特に大きな材料はなかったものの、ISM非製造業景況指数が予想を上回ったこと、これまで辞任の噂が出ていたティラーソン国務長官がトランプ政権に残る意思を示したことなどが買い材料となったようです。

ISMの非製造業景況指数は予想55.5に対し結果は59.8と大きく予想を上回る結果となりました。ISM非製造業景況指数は『景況感指数』。つまりは企業の購買担当者への聞き取り調査の結果であり、景気で言うと『気』の部分。
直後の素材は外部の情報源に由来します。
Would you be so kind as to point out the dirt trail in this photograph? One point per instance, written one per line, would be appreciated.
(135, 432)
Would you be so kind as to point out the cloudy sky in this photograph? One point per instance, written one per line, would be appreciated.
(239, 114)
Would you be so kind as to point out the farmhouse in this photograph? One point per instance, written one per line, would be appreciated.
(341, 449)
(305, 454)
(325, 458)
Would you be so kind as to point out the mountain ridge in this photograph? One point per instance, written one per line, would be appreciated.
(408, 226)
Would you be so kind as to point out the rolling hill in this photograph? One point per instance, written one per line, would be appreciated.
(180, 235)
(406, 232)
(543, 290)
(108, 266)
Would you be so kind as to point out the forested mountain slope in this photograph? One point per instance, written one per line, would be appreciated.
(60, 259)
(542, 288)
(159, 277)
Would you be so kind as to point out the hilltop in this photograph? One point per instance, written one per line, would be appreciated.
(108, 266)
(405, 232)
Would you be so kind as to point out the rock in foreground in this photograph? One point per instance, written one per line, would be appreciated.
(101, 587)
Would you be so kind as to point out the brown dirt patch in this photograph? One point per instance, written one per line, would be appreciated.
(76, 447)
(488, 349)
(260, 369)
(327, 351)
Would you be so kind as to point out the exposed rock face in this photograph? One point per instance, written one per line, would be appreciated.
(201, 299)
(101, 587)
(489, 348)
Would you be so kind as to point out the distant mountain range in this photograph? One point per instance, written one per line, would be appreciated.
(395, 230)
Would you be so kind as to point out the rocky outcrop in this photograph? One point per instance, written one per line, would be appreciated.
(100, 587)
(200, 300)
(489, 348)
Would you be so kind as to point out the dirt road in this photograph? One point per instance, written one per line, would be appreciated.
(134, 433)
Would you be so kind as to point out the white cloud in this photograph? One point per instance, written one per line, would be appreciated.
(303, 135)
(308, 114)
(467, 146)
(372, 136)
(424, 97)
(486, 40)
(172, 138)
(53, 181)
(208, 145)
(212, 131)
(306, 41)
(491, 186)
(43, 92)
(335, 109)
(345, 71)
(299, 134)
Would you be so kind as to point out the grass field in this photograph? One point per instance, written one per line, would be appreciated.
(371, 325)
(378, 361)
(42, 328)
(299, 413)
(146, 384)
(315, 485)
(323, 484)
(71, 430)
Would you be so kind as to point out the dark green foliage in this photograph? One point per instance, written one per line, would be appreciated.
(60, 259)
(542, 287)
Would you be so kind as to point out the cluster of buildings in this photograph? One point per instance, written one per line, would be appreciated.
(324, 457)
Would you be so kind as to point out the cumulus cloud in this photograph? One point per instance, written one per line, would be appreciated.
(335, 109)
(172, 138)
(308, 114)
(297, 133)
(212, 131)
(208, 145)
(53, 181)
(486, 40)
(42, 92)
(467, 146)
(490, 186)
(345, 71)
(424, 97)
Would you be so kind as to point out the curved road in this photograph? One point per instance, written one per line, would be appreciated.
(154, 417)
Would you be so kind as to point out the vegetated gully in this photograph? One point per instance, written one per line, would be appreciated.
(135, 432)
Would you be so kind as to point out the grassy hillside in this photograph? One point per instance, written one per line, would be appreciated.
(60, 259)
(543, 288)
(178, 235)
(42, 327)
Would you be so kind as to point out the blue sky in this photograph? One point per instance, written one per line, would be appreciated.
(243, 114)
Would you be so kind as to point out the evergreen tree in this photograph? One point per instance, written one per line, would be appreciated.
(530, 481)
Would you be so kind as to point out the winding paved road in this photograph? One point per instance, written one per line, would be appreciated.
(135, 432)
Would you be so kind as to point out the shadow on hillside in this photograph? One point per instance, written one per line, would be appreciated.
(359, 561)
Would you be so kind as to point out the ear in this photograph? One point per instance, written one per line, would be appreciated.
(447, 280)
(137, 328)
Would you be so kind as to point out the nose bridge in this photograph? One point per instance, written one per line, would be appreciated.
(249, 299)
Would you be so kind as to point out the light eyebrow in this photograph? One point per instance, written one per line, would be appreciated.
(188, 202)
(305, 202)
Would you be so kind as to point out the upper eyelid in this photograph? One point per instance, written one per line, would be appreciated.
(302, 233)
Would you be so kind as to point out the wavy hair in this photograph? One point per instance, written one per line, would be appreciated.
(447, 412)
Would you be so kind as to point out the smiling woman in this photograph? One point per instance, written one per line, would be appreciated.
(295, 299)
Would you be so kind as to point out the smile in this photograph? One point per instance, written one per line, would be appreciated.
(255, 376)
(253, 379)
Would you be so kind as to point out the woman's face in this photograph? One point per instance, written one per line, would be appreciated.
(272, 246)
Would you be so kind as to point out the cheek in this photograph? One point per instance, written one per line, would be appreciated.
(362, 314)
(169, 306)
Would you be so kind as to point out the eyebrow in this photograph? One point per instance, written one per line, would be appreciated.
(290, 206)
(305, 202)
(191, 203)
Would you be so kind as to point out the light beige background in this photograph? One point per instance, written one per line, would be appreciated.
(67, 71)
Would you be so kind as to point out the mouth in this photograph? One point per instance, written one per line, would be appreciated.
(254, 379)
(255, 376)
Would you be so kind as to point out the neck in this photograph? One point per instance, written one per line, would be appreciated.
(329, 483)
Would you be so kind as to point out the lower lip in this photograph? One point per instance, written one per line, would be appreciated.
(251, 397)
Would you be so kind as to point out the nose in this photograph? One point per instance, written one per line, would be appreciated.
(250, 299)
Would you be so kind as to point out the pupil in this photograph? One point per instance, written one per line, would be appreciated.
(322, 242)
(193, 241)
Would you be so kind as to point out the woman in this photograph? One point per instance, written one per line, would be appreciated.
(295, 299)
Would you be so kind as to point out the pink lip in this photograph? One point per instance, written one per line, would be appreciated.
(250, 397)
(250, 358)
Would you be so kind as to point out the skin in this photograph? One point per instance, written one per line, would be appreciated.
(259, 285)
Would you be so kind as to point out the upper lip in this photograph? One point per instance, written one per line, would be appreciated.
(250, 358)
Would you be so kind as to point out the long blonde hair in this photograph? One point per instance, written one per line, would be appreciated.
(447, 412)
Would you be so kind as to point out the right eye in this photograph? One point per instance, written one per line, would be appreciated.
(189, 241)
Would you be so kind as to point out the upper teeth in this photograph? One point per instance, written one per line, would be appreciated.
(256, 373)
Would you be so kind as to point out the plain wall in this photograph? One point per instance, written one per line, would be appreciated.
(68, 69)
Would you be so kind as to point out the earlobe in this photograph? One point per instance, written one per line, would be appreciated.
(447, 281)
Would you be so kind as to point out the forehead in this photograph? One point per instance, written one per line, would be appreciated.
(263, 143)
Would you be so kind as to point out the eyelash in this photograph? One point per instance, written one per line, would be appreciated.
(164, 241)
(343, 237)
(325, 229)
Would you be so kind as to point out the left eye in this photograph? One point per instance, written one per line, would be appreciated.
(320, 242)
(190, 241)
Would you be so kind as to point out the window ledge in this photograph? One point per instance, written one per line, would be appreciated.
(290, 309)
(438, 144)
今のように株価が何度も高値を更新している状況下では、ある程度当然のような気もします。
実際の景気に関してはどうなのかと言うと、まだ回復基調がそれほどでもありません。
週末発表の雇用統計に関しても、ハリケーンの影響で伸び悩むと見られています。
実際の経済が今の景況感・市場心理についてくるかどうかが今後の鍵を握っているとも言えるのではないでしょうか。
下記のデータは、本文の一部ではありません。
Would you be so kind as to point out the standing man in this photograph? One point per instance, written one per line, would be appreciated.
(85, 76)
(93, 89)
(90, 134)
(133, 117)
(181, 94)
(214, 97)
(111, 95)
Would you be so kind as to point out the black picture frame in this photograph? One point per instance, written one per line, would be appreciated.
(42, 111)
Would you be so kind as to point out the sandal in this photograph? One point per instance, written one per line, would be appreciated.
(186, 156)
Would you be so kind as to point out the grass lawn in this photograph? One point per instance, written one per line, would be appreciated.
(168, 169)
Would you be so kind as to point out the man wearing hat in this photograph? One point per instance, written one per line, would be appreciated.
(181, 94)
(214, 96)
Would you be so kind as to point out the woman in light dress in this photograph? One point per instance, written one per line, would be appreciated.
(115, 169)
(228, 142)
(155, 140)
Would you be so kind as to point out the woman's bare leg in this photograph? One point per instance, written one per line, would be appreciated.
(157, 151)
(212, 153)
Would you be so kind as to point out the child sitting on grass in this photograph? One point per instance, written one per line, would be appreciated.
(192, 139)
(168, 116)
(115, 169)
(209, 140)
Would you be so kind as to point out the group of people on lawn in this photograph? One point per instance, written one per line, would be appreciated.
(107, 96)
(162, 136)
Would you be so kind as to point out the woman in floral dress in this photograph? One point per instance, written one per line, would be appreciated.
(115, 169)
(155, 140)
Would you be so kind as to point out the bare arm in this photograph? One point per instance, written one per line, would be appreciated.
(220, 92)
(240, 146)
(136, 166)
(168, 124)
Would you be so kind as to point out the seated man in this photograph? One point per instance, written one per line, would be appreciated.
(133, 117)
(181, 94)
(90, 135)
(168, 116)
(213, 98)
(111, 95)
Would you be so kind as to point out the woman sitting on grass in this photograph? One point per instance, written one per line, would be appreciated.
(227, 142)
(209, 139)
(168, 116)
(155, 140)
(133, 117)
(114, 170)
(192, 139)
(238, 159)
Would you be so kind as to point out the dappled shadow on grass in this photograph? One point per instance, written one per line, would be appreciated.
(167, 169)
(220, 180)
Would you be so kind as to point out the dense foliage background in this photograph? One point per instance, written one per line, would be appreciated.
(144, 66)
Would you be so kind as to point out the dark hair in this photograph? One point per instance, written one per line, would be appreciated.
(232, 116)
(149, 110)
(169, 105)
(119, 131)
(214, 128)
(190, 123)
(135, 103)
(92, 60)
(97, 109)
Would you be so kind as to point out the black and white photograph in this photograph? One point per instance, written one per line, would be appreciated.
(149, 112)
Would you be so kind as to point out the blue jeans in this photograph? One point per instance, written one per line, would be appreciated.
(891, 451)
一方、市場が最も期待している『減税』の行方が気になるところではありますが、通常、減税はなかなか審議が進まないものです。レーガン大統領の時もそうでしたが、かなりの時間をかけてまとめていくものですので、普通に考えると年内成立は簡単ではないと思います。現在政権から出ている草案を見ても、ほとんど具体的な内容が揃っていない状況です。
成立を早める方向に進むのであれば、妥協をするためにチープな内容のものになる可能性もあり、今の市場の期待は高すぎるように思えます。大型減税を進めるのであれば、審議に時間がかかるでしょうし、年内成立を目指すのであれば内容が期待はずれになる可能性も否めないだけに、時間が経つにつれ期待がはがれていく可能性もあるのではないでしょうか。
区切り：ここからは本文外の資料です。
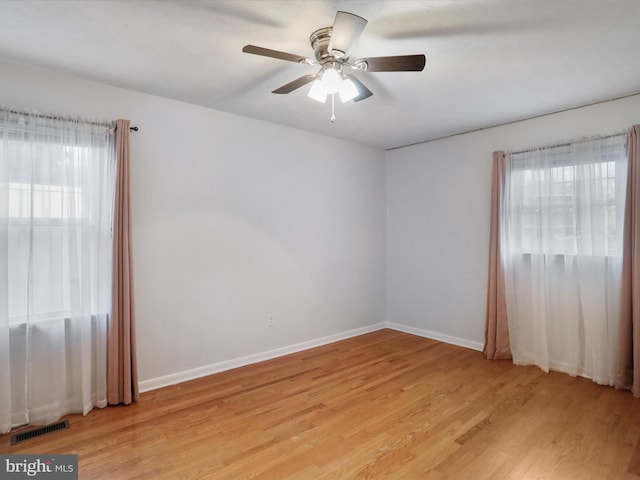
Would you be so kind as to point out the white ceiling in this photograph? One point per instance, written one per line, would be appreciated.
(488, 61)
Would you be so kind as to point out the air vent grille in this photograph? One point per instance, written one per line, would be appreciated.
(38, 432)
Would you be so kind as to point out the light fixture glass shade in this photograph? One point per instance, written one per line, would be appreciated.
(348, 90)
(317, 91)
(332, 80)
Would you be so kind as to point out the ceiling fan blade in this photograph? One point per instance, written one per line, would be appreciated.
(398, 63)
(297, 83)
(363, 92)
(267, 52)
(347, 28)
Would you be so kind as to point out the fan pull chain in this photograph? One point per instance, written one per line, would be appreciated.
(333, 108)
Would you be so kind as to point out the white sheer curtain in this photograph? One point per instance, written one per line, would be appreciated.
(56, 214)
(562, 226)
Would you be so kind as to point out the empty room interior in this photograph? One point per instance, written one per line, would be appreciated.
(320, 239)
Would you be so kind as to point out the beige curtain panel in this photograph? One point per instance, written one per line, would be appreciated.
(628, 371)
(122, 374)
(496, 334)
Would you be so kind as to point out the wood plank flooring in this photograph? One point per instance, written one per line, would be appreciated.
(385, 405)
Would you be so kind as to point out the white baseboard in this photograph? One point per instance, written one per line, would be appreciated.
(461, 342)
(192, 374)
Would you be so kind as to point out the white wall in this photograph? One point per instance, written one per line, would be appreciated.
(438, 201)
(233, 220)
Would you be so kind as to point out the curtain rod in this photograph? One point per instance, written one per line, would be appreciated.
(58, 117)
(566, 144)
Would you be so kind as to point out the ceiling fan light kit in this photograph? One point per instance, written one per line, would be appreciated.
(332, 47)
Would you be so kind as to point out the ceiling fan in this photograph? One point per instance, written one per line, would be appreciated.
(332, 47)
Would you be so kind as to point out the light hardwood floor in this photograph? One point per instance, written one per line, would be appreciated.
(386, 405)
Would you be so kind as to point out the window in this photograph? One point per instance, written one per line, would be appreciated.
(561, 226)
(55, 221)
(564, 202)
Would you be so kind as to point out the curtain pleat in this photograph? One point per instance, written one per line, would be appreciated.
(628, 366)
(122, 376)
(496, 336)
地合自体は本当に強いのは確かですが、北朝鮮問題や減税法案の行方など懸念があるのも事実です。減税法案が決まらなければ、期待が膨らむ一方で更なる上昇もあるかもしれませんが、逆に減税法案が進んで、内容が期待はずれになるようなことがあれば、価格調整もあり得ると見ており、米国は暫くおっかなびっくりの買いが優勢に進む形が続きそうです。